Minnesota's food poisoning report card: A

This will be cold comfort to anyone hunched over a toilet puking his or her guts out, but Minnesota is one of the top states in the country for responding to outbreaks of food poisoning. The state was one of only seven in the country to earn an A from the Center for Science in the Public Interest for its efforts in reporting and investigating foodborne illnesses.

The report, in fact, singled out Minnesota and Oregon as having two of the best food safety programs in the country. The 10-year study showed that the state reported 462 outbreaks of foodborne illness from 1998 to 2007 and solved 284 of them, or more than 61 percent. The national average for solving food illnesses (meaning that both the food and the bacteria or virus were identified) was under 38 percent. The outbreaks in Minnesota caused nearly 8,000 illnesses, 200 hospitalizations, and three deaths.

Here's what else the study said about Minnesota--and some of the states that flunked.

Oddly, Minnesota received such a high grade in part because it reported more food poisonings per capita than most states. The reasoning was that the high number of reports showed a more vigorous health monitoring system. By contrast, Wisconsin, which has a similar population, was given a C in the study, reporting a little more than half as many cases as Minnesota--271--and solving 56 percent of them.
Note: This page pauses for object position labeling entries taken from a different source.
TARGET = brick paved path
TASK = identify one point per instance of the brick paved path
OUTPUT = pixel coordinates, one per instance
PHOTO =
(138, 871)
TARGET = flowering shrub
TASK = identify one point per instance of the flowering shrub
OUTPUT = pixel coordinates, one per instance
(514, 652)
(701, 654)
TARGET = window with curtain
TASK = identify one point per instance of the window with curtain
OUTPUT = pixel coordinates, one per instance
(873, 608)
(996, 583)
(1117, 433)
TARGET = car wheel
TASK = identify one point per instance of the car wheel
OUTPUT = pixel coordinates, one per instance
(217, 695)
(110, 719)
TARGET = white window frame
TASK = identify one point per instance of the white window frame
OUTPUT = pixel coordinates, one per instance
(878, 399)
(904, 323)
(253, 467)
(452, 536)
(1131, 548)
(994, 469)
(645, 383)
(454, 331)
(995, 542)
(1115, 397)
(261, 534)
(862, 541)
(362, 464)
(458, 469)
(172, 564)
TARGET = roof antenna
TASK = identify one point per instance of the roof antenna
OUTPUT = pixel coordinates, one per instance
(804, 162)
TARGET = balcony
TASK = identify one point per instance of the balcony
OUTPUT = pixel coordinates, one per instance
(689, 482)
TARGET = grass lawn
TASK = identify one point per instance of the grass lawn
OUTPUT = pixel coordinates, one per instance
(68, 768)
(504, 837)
The report cited Minnesota and Oregon, in particular, as being "known for having excellent laboratory facilities and strong public health departments that quickly interview individuals who are suspect outbreak cases."

On the other hand, 14 states flunked the study, including Arkansas, Louisiana, Mississippi, Missouri, Nebraska, Nevada, and Texas. Snowbirds beware: Arizona, which also has a similar population to Minnesota, was one of those that earned an F, reporting just 104 outbreaks and solving 40.
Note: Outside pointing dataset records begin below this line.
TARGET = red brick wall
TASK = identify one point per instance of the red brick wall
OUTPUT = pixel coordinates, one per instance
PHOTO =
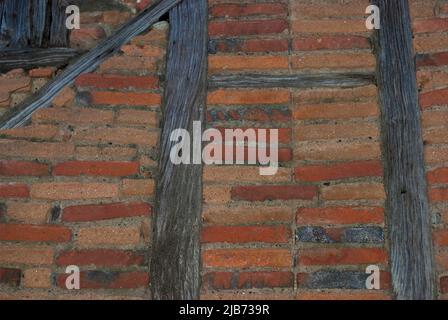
(77, 183)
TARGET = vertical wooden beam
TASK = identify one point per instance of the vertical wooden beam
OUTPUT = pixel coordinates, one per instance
(175, 260)
(407, 202)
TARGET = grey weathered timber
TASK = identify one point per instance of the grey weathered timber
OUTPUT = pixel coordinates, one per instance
(298, 81)
(175, 259)
(408, 215)
(86, 63)
(35, 57)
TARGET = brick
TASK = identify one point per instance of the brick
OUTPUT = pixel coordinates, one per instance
(341, 256)
(73, 191)
(125, 98)
(216, 194)
(432, 98)
(338, 151)
(14, 190)
(336, 131)
(349, 95)
(247, 258)
(340, 215)
(269, 193)
(339, 171)
(35, 150)
(244, 28)
(74, 116)
(441, 237)
(359, 60)
(98, 279)
(96, 168)
(243, 174)
(117, 135)
(94, 212)
(354, 191)
(277, 234)
(28, 212)
(241, 10)
(105, 81)
(248, 97)
(247, 280)
(138, 117)
(137, 187)
(10, 277)
(37, 278)
(438, 194)
(218, 63)
(23, 168)
(47, 233)
(20, 254)
(335, 42)
(245, 215)
(100, 258)
(336, 111)
(430, 25)
(329, 26)
(108, 236)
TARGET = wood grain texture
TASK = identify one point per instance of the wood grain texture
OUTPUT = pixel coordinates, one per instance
(88, 62)
(298, 81)
(407, 208)
(34, 57)
(175, 260)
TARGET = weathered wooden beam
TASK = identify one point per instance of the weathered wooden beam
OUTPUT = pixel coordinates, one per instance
(86, 63)
(34, 57)
(407, 207)
(298, 81)
(175, 259)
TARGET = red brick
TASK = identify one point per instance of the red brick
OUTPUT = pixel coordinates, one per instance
(430, 25)
(247, 258)
(248, 280)
(14, 191)
(438, 176)
(96, 168)
(125, 98)
(274, 234)
(438, 194)
(109, 280)
(10, 276)
(240, 28)
(20, 232)
(341, 256)
(441, 237)
(265, 193)
(248, 97)
(436, 97)
(94, 212)
(340, 215)
(339, 171)
(117, 81)
(23, 168)
(239, 10)
(338, 42)
(100, 258)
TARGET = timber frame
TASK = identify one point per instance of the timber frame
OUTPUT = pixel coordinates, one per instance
(175, 263)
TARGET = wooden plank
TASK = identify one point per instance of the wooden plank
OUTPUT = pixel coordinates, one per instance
(298, 81)
(407, 202)
(19, 115)
(34, 57)
(175, 260)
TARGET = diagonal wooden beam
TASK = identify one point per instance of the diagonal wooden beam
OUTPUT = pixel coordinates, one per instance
(404, 169)
(86, 63)
(175, 260)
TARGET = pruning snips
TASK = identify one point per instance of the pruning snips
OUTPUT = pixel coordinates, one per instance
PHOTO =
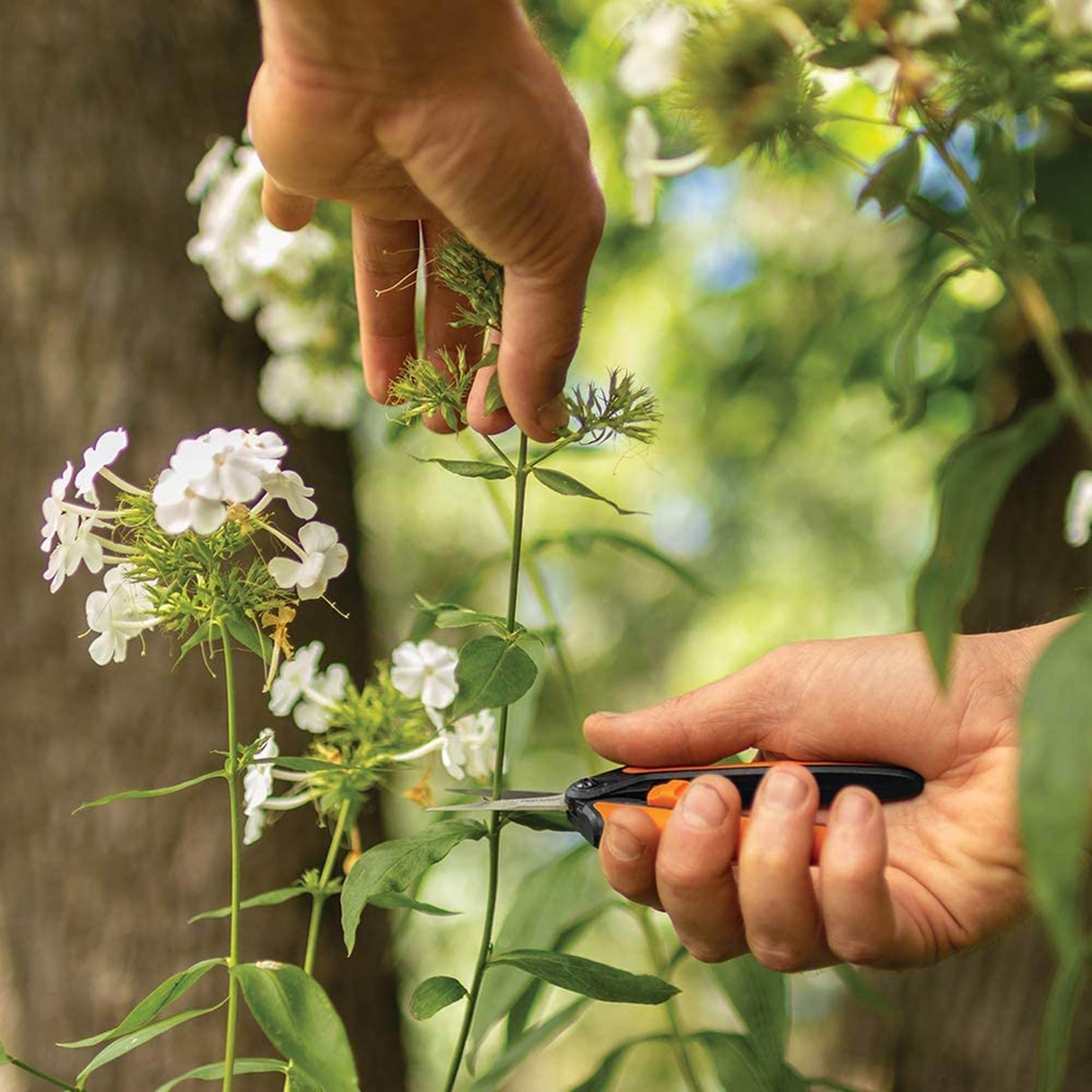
(588, 801)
Nationwide, the five food categories linked most often to foodborne illnesses, in order, were: seafood, produce, poultry, beef, and pork.

One of the center's recommendations was that consumers should be more aggressive in reporting their suspected foodborne illnesses directly to local and state health departments. If food poisoning has made you sick enough to see a doctor, the study says, you should also ask for lab tests to find out the cause.